Budaya & tradisi tari Seudati. Kata seudati berasal dari bahasa Arab syahadati atau syahadatain, yang berarti kesaksian atau pengakuan. Dalam bahasa Melayu dialek Aceh, syahadati diubah menjadi seudati. Selain itu, ada pula yang mengatakan bahwa kata seudati berasal dari kata seurasi yang berarti harmonis atau kompak. Selanjutnya, kata seudati dijadikan salah satu istilah tarian yang dikenal dengan tarian seudati. Tarian ini cukup berkembang di Aceh Utara, Pidie dan Aceh Timur. Di daerah yang disebutkan terakhir tarian seudati dijadikan sebagai salah satu tarian tradisional.
Pada mulanya tarian seudati diketahui sebagai budaya & tradisi tarian pesisir yang disebut ratoh atau ratoih, yang artinya menceritakan, diperagakan untuk mengawali permainan sabung ayam, atau diperagakan untuk bersuka ria ketika musim panen tiba pada malam bulan purnama. Dalam ratoh, dapat diceritakan berbagai hal, dari kisah sedih, gembira, nasehat, sampai pada kisah-kisah yang membangkitkan semangat. Semua kisah tersebut disampaikan dengan menggunakan bahasa Melayu dialek Aceh. Dengan demikian, jelaslah bahwa pada masa-masa awal, ratoh belum bernafaskan Islam karena masih kental menggunakan budaya tempatan. Namun, ketika ajaran Islam masuk ke daerah Aceh, terjadilah suatu proses akulturasi di berbagai aspek: sosial, budaya, ekonomi dan politik. Pada aspek budaya misalnya, yang mengalami proses akulturasi tersebut adalah ratoh, yang akhirnya berubah nama menjadi tarian seudati. Dari segi namanya saja, tarian ini tampak dipengaruhi oleh nilai-nilai keislaman, yaitu kata seudati yang diduga kuat berasal dari bahasa arab syahadati seperti dijelaskan sebelumnya.
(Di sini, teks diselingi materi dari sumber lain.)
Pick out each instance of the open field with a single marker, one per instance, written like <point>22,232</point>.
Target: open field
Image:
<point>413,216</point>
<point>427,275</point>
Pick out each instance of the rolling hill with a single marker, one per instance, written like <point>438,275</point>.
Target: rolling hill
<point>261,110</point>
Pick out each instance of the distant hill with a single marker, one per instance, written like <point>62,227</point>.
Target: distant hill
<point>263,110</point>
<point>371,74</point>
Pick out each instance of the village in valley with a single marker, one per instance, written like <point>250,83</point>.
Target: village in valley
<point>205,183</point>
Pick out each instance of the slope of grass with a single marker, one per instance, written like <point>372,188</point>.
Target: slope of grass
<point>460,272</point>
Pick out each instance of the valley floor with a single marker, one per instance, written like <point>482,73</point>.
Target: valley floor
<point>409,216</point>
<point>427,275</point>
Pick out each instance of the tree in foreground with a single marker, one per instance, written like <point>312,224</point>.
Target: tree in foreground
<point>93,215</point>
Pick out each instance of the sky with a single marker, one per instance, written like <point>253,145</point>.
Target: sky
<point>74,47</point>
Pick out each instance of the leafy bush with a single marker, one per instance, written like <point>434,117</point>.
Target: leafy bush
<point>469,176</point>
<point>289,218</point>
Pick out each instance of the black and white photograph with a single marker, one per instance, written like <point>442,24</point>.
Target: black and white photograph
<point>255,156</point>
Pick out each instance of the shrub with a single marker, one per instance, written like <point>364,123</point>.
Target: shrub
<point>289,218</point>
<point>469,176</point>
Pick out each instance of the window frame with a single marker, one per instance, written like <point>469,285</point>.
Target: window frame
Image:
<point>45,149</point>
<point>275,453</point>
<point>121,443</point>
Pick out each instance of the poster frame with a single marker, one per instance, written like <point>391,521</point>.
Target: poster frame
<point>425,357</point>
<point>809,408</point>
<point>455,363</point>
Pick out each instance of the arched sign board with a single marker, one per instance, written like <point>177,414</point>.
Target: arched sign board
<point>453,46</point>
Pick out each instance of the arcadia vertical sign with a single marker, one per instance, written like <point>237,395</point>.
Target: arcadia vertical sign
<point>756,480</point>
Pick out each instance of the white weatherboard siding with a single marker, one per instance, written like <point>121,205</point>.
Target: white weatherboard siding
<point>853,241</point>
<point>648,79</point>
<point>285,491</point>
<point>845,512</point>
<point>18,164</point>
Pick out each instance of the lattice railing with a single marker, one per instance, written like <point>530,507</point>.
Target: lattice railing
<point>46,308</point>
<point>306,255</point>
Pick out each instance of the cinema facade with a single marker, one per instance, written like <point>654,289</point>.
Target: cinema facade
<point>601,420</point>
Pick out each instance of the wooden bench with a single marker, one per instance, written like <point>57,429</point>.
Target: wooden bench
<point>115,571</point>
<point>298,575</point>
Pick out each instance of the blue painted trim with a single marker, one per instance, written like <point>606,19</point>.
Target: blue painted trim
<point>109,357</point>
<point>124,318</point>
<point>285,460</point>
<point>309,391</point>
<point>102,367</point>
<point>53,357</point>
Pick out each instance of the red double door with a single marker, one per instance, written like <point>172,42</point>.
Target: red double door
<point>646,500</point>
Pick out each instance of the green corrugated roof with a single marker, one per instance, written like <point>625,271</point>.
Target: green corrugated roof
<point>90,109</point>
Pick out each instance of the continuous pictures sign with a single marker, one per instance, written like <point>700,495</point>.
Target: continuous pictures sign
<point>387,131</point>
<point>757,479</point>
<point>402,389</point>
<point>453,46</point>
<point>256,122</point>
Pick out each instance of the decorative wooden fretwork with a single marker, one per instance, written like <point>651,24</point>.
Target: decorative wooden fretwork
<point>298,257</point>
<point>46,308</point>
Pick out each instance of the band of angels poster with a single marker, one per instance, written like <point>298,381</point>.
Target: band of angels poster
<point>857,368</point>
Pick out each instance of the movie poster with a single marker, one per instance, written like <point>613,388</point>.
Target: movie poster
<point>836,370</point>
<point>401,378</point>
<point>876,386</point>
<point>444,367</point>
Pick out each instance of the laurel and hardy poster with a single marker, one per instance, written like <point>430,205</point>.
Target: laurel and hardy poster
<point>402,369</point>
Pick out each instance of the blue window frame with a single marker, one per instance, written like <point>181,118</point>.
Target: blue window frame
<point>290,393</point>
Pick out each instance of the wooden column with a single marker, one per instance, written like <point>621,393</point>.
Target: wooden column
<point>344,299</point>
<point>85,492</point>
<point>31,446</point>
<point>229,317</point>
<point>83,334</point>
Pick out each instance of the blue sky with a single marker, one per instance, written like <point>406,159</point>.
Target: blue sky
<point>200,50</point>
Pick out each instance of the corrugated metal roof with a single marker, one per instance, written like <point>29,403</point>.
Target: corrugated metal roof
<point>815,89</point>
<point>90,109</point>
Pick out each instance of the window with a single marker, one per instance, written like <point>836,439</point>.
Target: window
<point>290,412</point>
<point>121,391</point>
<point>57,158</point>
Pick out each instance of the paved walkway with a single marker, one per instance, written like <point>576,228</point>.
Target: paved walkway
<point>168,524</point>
Selain itu, syair-syair lagu pun dipresentasikan dalam bahasa Arab dan bahasa daerah dengan memuat pesan-pesan dakwah, sehingga pada akhirnya tarian ini dijadikan sebagai media dakwah untuk mengembangkan ajaran Islam. Tarian ini masih ada hingga sekarang, tetapi mengalami penambahan fungsi, yaitu sebagai media untuk menyampaikan informasi tentang perkembangan pemerintahan serta sebagai media hiburan.
Dengan demikian, di masa-masa awal perkembangannya, budaya & tradisi tarian seudati berfungsi sebagai media dakwah. Namun, dalam konteks kekinian, selain berfungsi sebagai hiburan, tarian ini juga menyimbolkan kekayaan budaya Aceh sekaligus sebagai media untuk menyampaikan pesan-pesan pembangunan kepada rakyat. Seudati ditarikan oleh delapan orang laki-laki sebagai penari utama, terdiri dari satu orang pemimpin yang disebut syeikh, satu orang pembantu syeikh, dua orang pembantu di sebelah kiri yang disebut apeetwie, satu orang pembantu di belakang yang disebut apeet bak, dan tiga orang pembantu biasa. Selain itu, ada pula dua orang penyanyi sebagai pengiring tari yang disebut aneuk syahi.
Jenis tarian ini tidak menggunakan alat musik, tetapi hanya membawakan beberapa gerakan, seperti tepukan tangan ke dada dan pinggul, hentakan kaki ke tanah dan petikan jari. Gerakan tersebut mengikuti irama dan tempo lagu yang dinyanyikan. Bebarapa gerakan tersebut cukup dinamis dan lincah dengan penuh semangat. Namun, ada beberapa gerakan yang tampak kaku, tetapi sebenarnya memperlihatkan keperkasaan dan kegagahan si penarinya. Selain itu, tepukan tangan ke dada dan perut mengesankan kesombongan sekaligus kesatria.
Busana tarian seudati terdiri dari celana panjang dan kaos oblong lengan panjang yang ketat, keduanya
berwarna putih; kain songket yang dililitkan sebatas paha dan pinggang; rencong yang disisipkan di pinggang; tangkulok (ikat kepala) yang berwarna merah yang diikatkan di kepala; dan sapu tangan yang berwarna. Busana seragam ini hanya untuk pemain utamanya, sementara aneuk syahi tidak harus berbusana seragam. Bagian-bagian terpenting dalam tarian seudati terdiri dari likok (gaya; tarian), saman (melodi), irama kelincahan, serta kisah yang menceritakan tentang kisah kepahlawanan, sejarah dan tema-tema agama.